Los tres se quedaron mirando el lugar donde reposaba el ataúd. Una larga franja de pasos o avanzaba varios metros terminando en una fuente de cemento con un ángel en la parte superior.

-Hay algo que nunca les he dicho sobre esa noche- le susurró la mujer a sus hijos, quienes la miraron sorprendidos.

-¿De qué estás hablando, mamá?- preguntó Anita.

-Era un secreto que juramos mantener con Sócrates hasta que uno de los dos se fuera.

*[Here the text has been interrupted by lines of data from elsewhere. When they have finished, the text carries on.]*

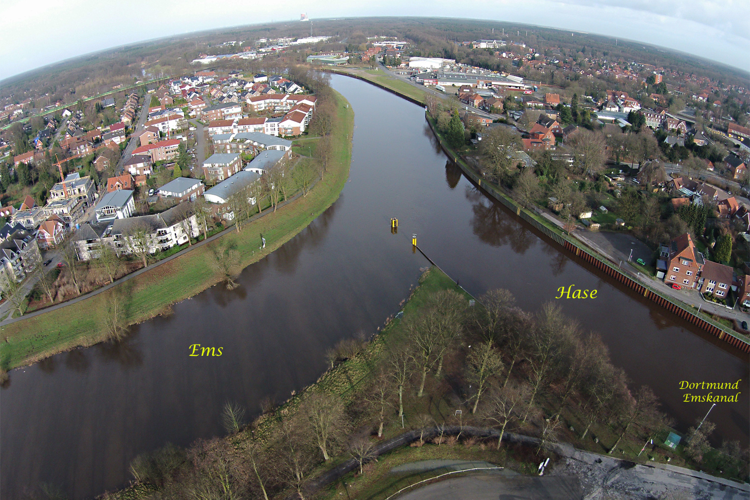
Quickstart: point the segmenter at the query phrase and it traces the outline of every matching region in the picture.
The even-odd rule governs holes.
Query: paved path
[[[117,168],[115,169],[115,173],[118,175],[122,175],[122,166],[126,161],[130,159],[133,150],[138,147],[138,133],[143,131],[143,124],[146,124],[146,121],[148,119],[148,104],[151,102],[148,100],[151,99],[151,94],[144,94],[142,98],[143,99],[143,107],[141,109],[141,114],[138,119],[138,124],[136,125],[135,130],[133,132],[133,135],[130,136],[128,145],[125,146],[124,150],[122,151],[120,161],[117,163]]]

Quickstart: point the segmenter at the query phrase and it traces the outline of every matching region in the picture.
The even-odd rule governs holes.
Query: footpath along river
[[[226,401],[255,415],[264,397],[283,400],[314,382],[328,347],[374,332],[416,283],[428,262],[412,253],[412,232],[475,295],[506,288],[536,311],[560,286],[597,289],[596,299],[560,305],[602,334],[634,386],[653,388],[680,430],[710,406],[682,403],[680,381],[742,379],[740,401],[718,405],[711,420],[717,438],[748,446],[746,355],[572,260],[493,203],[446,162],[418,106],[346,76],[332,85],[356,113],[350,180],[338,201],[245,269],[236,289],[214,286],[119,345],[11,372],[0,391],[4,499],[41,483],[72,499],[122,487],[138,454],[221,434]],[[223,354],[190,358],[194,343]]]

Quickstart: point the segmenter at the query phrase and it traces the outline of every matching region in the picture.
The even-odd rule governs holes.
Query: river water
[[[446,162],[422,108],[364,82],[334,76],[356,113],[351,174],[340,199],[265,260],[240,286],[220,286],[137,325],[122,344],[53,356],[10,373],[0,391],[0,491],[14,499],[41,483],[90,498],[130,479],[130,461],[167,442],[222,433],[227,400],[258,412],[314,382],[325,352],[375,331],[398,310],[420,247],[474,295],[507,288],[536,310],[560,286],[596,289],[561,300],[602,334],[634,385],[651,386],[686,430],[710,405],[681,402],[682,380],[740,382],[740,402],[711,413],[717,437],[748,439],[747,356],[708,337],[524,226]],[[391,234],[389,220],[399,219]],[[188,346],[222,347],[189,358]]]

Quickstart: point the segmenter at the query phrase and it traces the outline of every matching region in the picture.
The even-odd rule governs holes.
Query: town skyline
[[[26,21],[32,22],[29,17],[31,13],[26,12],[22,4],[17,1],[6,4],[2,7],[4,15],[0,18],[14,19],[14,22],[0,22],[0,28],[2,28],[0,30],[0,43],[9,48],[10,55],[0,61],[0,74],[4,80],[77,57],[173,36],[269,22],[298,21],[300,13],[307,13],[314,22],[316,18],[322,20],[341,17],[383,16],[383,14],[388,16],[424,17],[418,14],[424,13],[425,7],[419,3],[402,5],[388,1],[366,7],[354,7],[342,2],[326,4],[325,6],[315,2],[292,2],[285,10],[290,13],[289,19],[279,19],[277,9],[262,5],[233,6],[232,11],[236,15],[231,17],[219,15],[226,11],[220,8],[213,9],[196,17],[190,13],[195,12],[190,6],[191,1],[181,4],[182,8],[178,12],[172,12],[169,4],[148,5],[148,11],[155,18],[162,19],[161,31],[158,33],[155,33],[153,27],[148,23],[135,26],[112,26],[106,22],[98,22],[98,18],[94,16],[95,10],[88,8],[92,7],[90,0],[79,0],[72,9],[63,9],[47,2],[49,4],[46,7],[34,14],[33,22],[39,26],[44,26],[45,29],[38,31],[32,40],[23,36],[24,26],[28,25]],[[143,2],[137,1],[136,4]],[[664,47],[746,70],[750,67],[747,55],[750,53],[750,39],[745,34],[750,32],[747,25],[748,23],[745,20],[750,19],[750,16],[736,16],[736,9],[733,10],[731,5],[716,6],[710,1],[692,0],[689,2],[674,2],[674,8],[670,10],[668,4],[652,6],[635,0],[626,6],[584,0],[564,3],[562,8],[560,4],[551,0],[533,0],[530,4],[524,4],[520,8],[511,2],[493,2],[491,5],[484,6],[482,17],[498,22],[523,23],[530,26],[621,37],[623,40]],[[145,4],[142,6],[146,7]],[[133,8],[133,10],[142,11],[138,8]],[[432,5],[430,11],[442,14],[440,17],[470,19],[461,16],[463,12],[460,9],[451,4],[442,7],[440,4]],[[168,13],[170,15],[166,16]],[[86,30],[62,31],[63,26],[80,22],[81,19],[90,21],[86,24]],[[666,29],[668,28],[668,30]],[[675,37],[670,34],[674,30],[680,32],[695,31],[698,36]],[[56,43],[55,40],[59,40],[62,36],[65,37],[66,43]]]

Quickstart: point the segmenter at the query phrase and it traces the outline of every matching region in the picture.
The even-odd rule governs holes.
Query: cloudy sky
[[[748,0],[0,0],[0,80],[132,42],[298,19],[302,12],[312,19],[471,13],[637,40],[750,70]]]

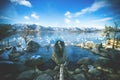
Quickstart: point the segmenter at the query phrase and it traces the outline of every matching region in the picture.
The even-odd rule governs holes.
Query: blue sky
[[[52,27],[113,26],[120,0],[0,0],[0,23]]]

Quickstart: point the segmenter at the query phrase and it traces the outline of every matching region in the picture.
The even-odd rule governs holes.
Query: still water
[[[5,40],[9,40],[10,45],[16,46],[17,44],[21,45],[21,48],[26,47],[26,42],[23,36],[25,33],[18,33],[16,35],[10,36]],[[91,52],[81,49],[80,47],[73,46],[78,43],[93,41],[94,43],[101,43],[104,41],[104,38],[101,36],[101,32],[53,32],[53,31],[41,31],[37,33],[32,33],[26,36],[28,40],[33,40],[40,44],[41,48],[36,52],[33,52],[32,55],[40,55],[43,58],[51,58],[53,52],[53,46],[57,40],[62,40],[66,45],[67,57],[70,61],[78,61],[84,57],[91,57],[95,59]],[[50,45],[50,48],[47,49],[47,45]],[[20,49],[19,49],[20,50]]]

Sus hijos la miraron asombrados. 

-Todos los años para Navidad  él me enviaba un cheque con que costeaba los gastos de varios meses. Con ese dinero compré tus primeros patines Anita. Y los primeros libros y cuadernos de la universidad de ambos. Y con ese dinero compramos el comedor y los sillones. 

La mujer guardó silencio por breves segundo agregando:

-Con ese dinero compré la muñeca que tanto te gustaba. Magrao fue un buen hombre y un buen brasileño.

La mujer se emocionó.

-No voy a llorar. Juro que no lo haré. La última vez que lloré fue esa noche en el sambodromo cuando lo conocí. Le hice la promesa de no volver a llorar. Aquella fue la última noche que derramé una lágrima. Le juré que iba a luchar por ustedes y creo haber cumplido.

Los jóvenes hijos la abrazaron. Entonces se escuchó el canto de un hombre. Era el cantante. Entonaba una melodía local, de la zona. La canción trataba sobre la despedida de un hombre que estaba muriendo. En una estrofa decía que el mundo había sido mucho mejor con la presencia del ahora moribundo. 

La mujer y sus dos hijos y todos los presentes se quedaron escuchando respetuosos como la voz atravesaba el cementerio y se encaminaba más allá de las línea férreas, y las colinas, y sin prisa se dirigía al mar, y por sobre el agua seguía avanzando por el océano hasta que la vista de las mujeres y los hombres se perdía en el infinito hacia un lugar que solo las personas de bien podían alcanzar en el profundo misterio que era la vida y, posteriormente, la muerte.